Monday, June 29, 2009

"Dark" or "Black" and Closet Racism in the Magical Community

I have to boggle at people that get angry when you point out that calling (African-American) spiritual work with a sharper intent as "dark or black" has racist implications that some may find hurtful and caution to the side of being considerate or attentive or mindful. They predictably attack the messenger on every occasion where this comes up and flip the issue around as the messenger being "rude" and completely project and deflect the entire issue off of themselves and their own words and the effects thereof. Folks who decry being "PC" in these contexts come across to me as wanting to justify lack of politeness or cover up their own unexamined racist attitudes and reactions. Closet racism is never pretty. "It's no big deal everyone says it." Not true at all! I do not and know many magical people who consciously avoid this terminology out of respect for where our work comes from and where we come from.

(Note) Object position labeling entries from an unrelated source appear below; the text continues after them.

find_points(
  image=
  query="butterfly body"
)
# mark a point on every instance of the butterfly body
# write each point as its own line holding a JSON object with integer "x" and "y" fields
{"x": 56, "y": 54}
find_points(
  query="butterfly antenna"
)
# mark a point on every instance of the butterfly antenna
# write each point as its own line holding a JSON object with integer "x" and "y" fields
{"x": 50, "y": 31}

Darkness has many positive qualities, just as "Light" has many negative ones. The Earth our Mother is dark when she is fertile, darkness allows us to rest and recuperate, things about to be born grow in the dark, darkness extends our vision so we can see the furthest reaches of God's starry firmament and allows the brightness of the Moon and Venus to shine forth in all their beauty, please readers do not fall into that trap of equating darkness with destruction or evil intent, is it dark to focus a mirror and start a fire with a sunbeam? Is an erupting volcano dark? A lightning bolt?

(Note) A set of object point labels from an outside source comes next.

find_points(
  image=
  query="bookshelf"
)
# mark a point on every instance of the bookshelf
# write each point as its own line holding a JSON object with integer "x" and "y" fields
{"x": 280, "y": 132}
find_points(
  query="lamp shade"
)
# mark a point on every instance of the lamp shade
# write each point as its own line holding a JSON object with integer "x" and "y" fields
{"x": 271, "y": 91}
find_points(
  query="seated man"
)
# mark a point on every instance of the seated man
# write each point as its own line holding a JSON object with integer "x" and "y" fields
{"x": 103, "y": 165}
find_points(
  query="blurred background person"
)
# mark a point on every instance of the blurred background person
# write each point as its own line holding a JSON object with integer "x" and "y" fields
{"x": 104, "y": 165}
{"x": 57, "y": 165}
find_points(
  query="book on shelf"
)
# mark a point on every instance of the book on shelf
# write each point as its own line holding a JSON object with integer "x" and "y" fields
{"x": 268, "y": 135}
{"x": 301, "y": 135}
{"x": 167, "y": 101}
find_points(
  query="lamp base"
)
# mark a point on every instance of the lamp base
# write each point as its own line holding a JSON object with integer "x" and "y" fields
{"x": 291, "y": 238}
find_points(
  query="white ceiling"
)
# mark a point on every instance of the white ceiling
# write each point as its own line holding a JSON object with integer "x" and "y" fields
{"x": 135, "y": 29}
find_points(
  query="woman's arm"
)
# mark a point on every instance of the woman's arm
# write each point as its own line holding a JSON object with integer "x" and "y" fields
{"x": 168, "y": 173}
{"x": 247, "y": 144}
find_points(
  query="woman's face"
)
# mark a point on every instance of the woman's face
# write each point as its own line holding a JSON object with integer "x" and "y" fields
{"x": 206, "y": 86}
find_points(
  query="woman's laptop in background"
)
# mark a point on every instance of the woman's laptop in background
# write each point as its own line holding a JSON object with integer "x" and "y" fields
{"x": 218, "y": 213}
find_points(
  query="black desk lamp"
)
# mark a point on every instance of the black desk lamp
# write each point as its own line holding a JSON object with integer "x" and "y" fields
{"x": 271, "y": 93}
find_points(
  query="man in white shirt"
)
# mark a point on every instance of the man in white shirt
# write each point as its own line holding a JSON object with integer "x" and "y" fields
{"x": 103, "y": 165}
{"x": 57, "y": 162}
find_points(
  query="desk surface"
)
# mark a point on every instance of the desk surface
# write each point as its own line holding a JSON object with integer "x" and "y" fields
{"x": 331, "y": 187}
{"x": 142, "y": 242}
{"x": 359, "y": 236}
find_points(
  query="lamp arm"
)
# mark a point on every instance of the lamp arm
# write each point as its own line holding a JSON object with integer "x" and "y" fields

I hope my readers check how their words sound especially when talking about a culture that has been oppressed for centuries over being "dark". Words have power and are the direct vehicle of our intent and our magic and our relationships between each other.


Mike Rock said...

I just found a comment to a story about African American hair posted by an African American man the kind of bears on this topic a bit:

"First of all, we should really stop calling them "DREADS", that is such a negative word. We should never refer to ourselves in any negative way. I think that LOCKS are always beautiful, at any age!"

Jason Miller, said...

If you are saying that people calling african based magick "black magic" is racist I totally agree. There is a knee jerk response against anything african as evil. I cant tell you how many people write me for protection magick claiming to be cursed "by a santero or voodoo guy". In some cases they dont even have anyone in mind, they just assume that those are the only people who would do that kind of work. Meanwhile most Santera's that I have known are some of the kindest most timid workers...

However, if you are in general saying the the term black or dark magick used refering to wrathful, harmful, or overly passionate magic is racist I disagree.

While dark does indeed have many profoundly positive qualities (you can only see the stars in the dark) it is traditional in many cultures that never had significant exposure with Africans. In Tibet for instance there are lots of Bumnags or black collections that focus on wrathful magic.